Let's face it guys: When it comes to socio-political issues like abortion, legalizing of drugs and/or prostitution, and even gay marriage, the man we place in the Oval Office has relatively little to do with how this country will ultimately position itself. Congress or state legislators have more direct control over these issues. A President can only appoint himself as a spokesman for or against a cause, and can only legislate by exercising his power of veto. Even then, he can be overridden.

It is really only as Commander In Chief that the President can get directly involved in how a conflict is resolved. Otherwise, for all intents and purposes, the President becomes little more than a figurehead. Can he still lead by example? Certainly, and he should. Witness the "example" of Clinton and his amoral approach to defining "sexual relations." That kind of "leadership" this country doesn't need. In the long run, money simply cannot buy the kind of leadership needed to fill our current vacuum.

The bottom line? We need political leaders who are less about the money (and where it's spent), and more about exemplifying the kinds of qualities that can truly make this country great: Integrity; honesty; prudence; virtue.

So where are we gonna get that kind of money?


Cameron said...


In fact, I do have a few "liberal" quirks myself, but not nearly enough that I'm willing to ditch the Republican party. As I say, for me there is only one issue driving my vote this year, and, when it comes to the War on Terror, the man we put in office has pretty much everything to do with how we will approach the war.

For your main point, though, I must politely disagree. Perhap your point has been valid historically, but this election feels different, and not just because it's the first one I'm paying actual attention to. When we consider how the Left has positioned itself during the last 40 years to push its agenda - just look at the judges - well, let me put it another way:

If it can be argued, as it has been elsewhere, that the 2000 election didn't carry a particular mandate for either candidate, then this election most certainly does carry a mandate as we are facing an ideological war that has two fronts, one abroad against religious nuts, and one at home against anti-religious nuts. Whether he likes it or not (and I suspect he doesn't care one way or the other), Kerry is the de facto leader of the anti-religious Left, and voting him in would actually legitimize the Left's agenda.

That's how I see it, but I have never denied that I am possibly a nut myself.

Woody said...

Actually, there would be a difference even between "perceived" mandates, and "real" mandates nowadays. The perception this year is that, yes, the war on terror IS the issue, and that whoever ends up in office will have to deal with it - hopefully effectively. "Real" mandates, on the other hand, are becoming increasingly rare. This is the kind of mandate where voters overwhelmingly put someone in office precisely because that person won on some issue or other. When Reagan took office, the mandate said something like, "No, we aren't better off than we were four years ago. Fix it." Hence my argument that there was no real mandate to arise from the 2000 election. (I may be guilty of over-simplification here.)

I can still make the case that "liberal vs. conservative" is not necessarily the same as "Democrat vs. Republican." In fact, as far as politics are concerned, the original scale to which the Founders worked was where to place the power to govern.
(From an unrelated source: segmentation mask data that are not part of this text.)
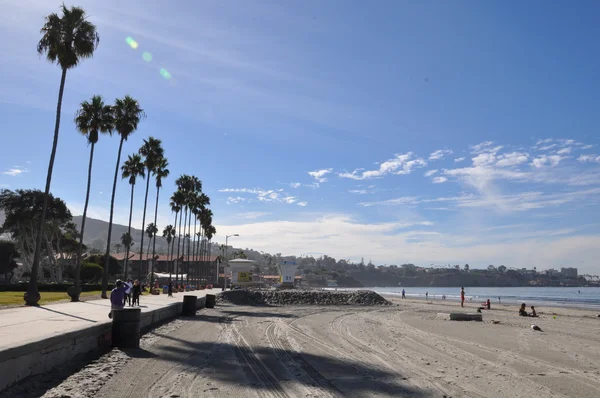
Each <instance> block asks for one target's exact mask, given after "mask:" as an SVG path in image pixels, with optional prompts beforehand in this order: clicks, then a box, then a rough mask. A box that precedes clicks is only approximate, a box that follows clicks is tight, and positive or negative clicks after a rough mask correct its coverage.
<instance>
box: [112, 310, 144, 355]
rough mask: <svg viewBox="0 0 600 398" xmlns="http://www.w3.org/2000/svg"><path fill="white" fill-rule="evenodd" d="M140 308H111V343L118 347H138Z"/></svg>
mask: <svg viewBox="0 0 600 398" xmlns="http://www.w3.org/2000/svg"><path fill="white" fill-rule="evenodd" d="M141 313H142V310H141V308H124V309H122V310H113V311H112V314H113V317H112V318H113V327H112V329H113V330H112V344H113V347H119V348H139V346H140V336H141V333H140V318H141Z"/></svg>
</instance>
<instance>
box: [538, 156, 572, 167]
mask: <svg viewBox="0 0 600 398" xmlns="http://www.w3.org/2000/svg"><path fill="white" fill-rule="evenodd" d="M563 159H565V157H564V156H560V155H542V156H538V157H537V158H535V159H533V161H532V162H531V165H532V166H533V167H536V168H541V167H545V166H549V167H554V166H556V165H558V164H559V163H560V161H561V160H563Z"/></svg>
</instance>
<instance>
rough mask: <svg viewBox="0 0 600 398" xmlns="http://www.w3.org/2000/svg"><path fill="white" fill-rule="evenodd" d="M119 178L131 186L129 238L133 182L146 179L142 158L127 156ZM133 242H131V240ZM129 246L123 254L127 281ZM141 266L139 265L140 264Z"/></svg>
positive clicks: (134, 187)
mask: <svg viewBox="0 0 600 398" xmlns="http://www.w3.org/2000/svg"><path fill="white" fill-rule="evenodd" d="M121 171H122V174H121V177H122V178H123V179H125V178H129V185H131V200H130V202H129V225H128V227H127V234H128V235H129V237H131V217H132V216H133V192H134V189H135V182H136V180H137V178H138V177H142V178H146V170H145V169H144V163H143V162H142V157H141V156H140V155H138V154H137V153H134V154H133V155H129V156H128V157H127V160H126V161H125V163H123V166H122V167H121ZM132 241H133V240H132ZM130 248H131V246H129V247H127V246H126V249H127V250H126V253H125V280H127V268H128V263H129V249H130ZM140 266H141V263H140Z"/></svg>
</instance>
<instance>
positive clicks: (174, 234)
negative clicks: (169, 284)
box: [163, 221, 177, 283]
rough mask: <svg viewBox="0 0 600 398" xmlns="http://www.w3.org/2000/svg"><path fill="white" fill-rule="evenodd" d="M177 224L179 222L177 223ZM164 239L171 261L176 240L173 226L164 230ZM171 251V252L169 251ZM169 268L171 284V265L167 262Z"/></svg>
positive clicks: (169, 256)
mask: <svg viewBox="0 0 600 398" xmlns="http://www.w3.org/2000/svg"><path fill="white" fill-rule="evenodd" d="M175 222H176V223H177V221H175ZM163 238H165V239H166V240H167V259H170V256H169V254H170V255H171V256H173V250H172V249H171V242H172V241H174V240H175V228H174V227H173V226H172V225H170V224H169V225H167V226H166V228H165V229H163ZM169 250H170V251H169ZM167 264H168V267H169V283H170V282H171V264H170V262H169V261H167Z"/></svg>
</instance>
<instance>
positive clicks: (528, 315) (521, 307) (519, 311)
mask: <svg viewBox="0 0 600 398" xmlns="http://www.w3.org/2000/svg"><path fill="white" fill-rule="evenodd" d="M525 307H526V306H525V303H523V304H521V308H519V316H529V314H528V313H527V311H525Z"/></svg>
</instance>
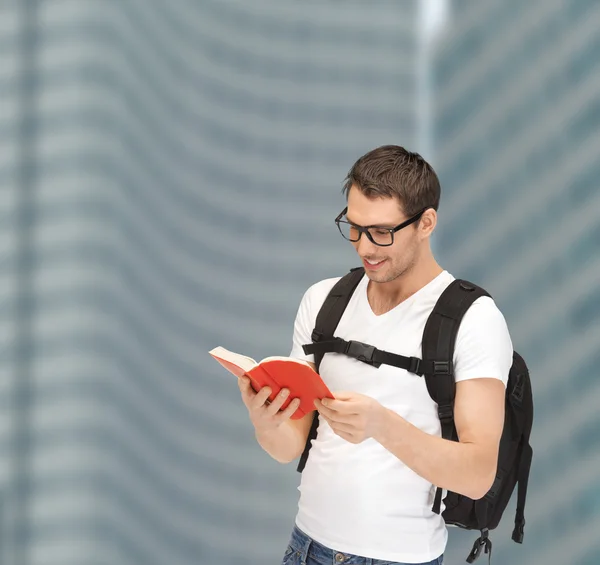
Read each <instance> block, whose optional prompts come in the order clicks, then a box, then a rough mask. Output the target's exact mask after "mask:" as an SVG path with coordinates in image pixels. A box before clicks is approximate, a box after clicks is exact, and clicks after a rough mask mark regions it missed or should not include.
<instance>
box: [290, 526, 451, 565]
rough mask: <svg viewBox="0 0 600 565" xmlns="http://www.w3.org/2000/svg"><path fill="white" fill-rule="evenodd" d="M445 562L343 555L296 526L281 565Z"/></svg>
mask: <svg viewBox="0 0 600 565" xmlns="http://www.w3.org/2000/svg"><path fill="white" fill-rule="evenodd" d="M443 562H444V556H443V555H440V556H439V557H438V558H437V559H434V560H433V561H428V562H427V563H411V564H408V563H397V562H392V561H382V560H381V559H371V558H370V557H359V556H358V555H350V554H348V553H341V552H340V551H336V550H335V549H329V548H328V547H325V546H324V545H321V544H320V543H318V542H316V541H314V540H313V539H312V538H309V537H308V536H307V535H306V534H305V533H304V532H303V531H302V530H300V529H299V528H298V527H297V526H296V527H294V530H293V532H292V537H291V539H290V543H289V545H288V548H287V549H286V551H285V555H284V556H283V561H282V562H281V565H442V563H443Z"/></svg>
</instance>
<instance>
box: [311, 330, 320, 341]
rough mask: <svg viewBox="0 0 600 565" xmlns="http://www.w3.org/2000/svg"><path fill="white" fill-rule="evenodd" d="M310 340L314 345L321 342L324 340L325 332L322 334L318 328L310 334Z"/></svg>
mask: <svg viewBox="0 0 600 565" xmlns="http://www.w3.org/2000/svg"><path fill="white" fill-rule="evenodd" d="M310 339H312V341H313V343H316V342H319V341H321V340H322V339H323V332H320V331H319V330H317V329H316V328H315V329H314V330H313V331H312V334H310Z"/></svg>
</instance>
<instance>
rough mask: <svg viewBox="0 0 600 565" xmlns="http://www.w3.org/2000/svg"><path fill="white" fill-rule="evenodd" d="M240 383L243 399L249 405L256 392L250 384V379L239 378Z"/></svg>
mask: <svg viewBox="0 0 600 565" xmlns="http://www.w3.org/2000/svg"><path fill="white" fill-rule="evenodd" d="M238 385H239V387H240V391H241V393H242V401H243V402H244V404H245V405H246V406H249V405H250V403H251V402H252V399H253V398H254V397H255V396H256V392H254V389H253V388H252V385H251V384H250V379H238Z"/></svg>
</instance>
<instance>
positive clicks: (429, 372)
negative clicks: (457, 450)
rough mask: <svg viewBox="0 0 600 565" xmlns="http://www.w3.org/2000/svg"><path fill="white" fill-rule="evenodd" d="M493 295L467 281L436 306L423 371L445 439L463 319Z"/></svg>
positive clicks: (453, 288)
mask: <svg viewBox="0 0 600 565" xmlns="http://www.w3.org/2000/svg"><path fill="white" fill-rule="evenodd" d="M482 296H489V294H488V293H487V292H486V291H485V290H483V289H482V288H481V287H478V286H477V285H475V284H472V283H470V282H468V281H464V280H460V279H457V280H454V281H452V283H451V284H450V285H449V286H448V288H446V290H444V292H443V293H442V295H441V296H440V297H439V299H438V301H437V303H436V305H435V306H434V308H433V310H432V312H431V314H430V316H429V318H428V320H427V323H426V324H425V330H424V332H423V344H422V353H423V364H422V371H423V375H424V377H425V383H426V384H427V391H428V392H429V396H431V398H432V399H433V401H434V402H436V403H437V405H438V415H439V418H440V423H441V427H442V437H443V438H444V439H450V440H454V439H457V438H456V429H455V426H454V397H455V393H456V382H455V380H454V363H453V358H454V346H455V344H456V336H457V335H458V329H459V327H460V323H461V322H462V319H463V316H464V315H465V314H466V312H467V310H468V309H469V308H470V307H471V305H472V304H473V302H475V301H476V300H477V299H478V298H481V297H482ZM441 500H442V490H441V489H440V488H438V489H437V492H436V496H435V501H434V505H433V511H434V512H436V513H438V514H439V512H440V508H441Z"/></svg>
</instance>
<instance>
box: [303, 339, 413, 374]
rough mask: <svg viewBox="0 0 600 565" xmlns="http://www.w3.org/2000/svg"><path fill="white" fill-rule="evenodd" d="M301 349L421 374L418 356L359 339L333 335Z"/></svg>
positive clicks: (317, 352) (305, 351) (369, 363)
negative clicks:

The Founders, in creating the Constitution, made it plain that the greater portion of power in this country was to remain with the people and the states. The federal government was to have little power. The political scale of the day indicated that you were either for keeping the power base with the people and states, or giving more power to the federals.

We, unfortunately, have continually granted to the federal government more and more power until today we would find it nearly impossible to reverse the trend. That's why modern politics is still all about money. That's the power that we've given the feds, and will probably never see returned to us in our lifetimes.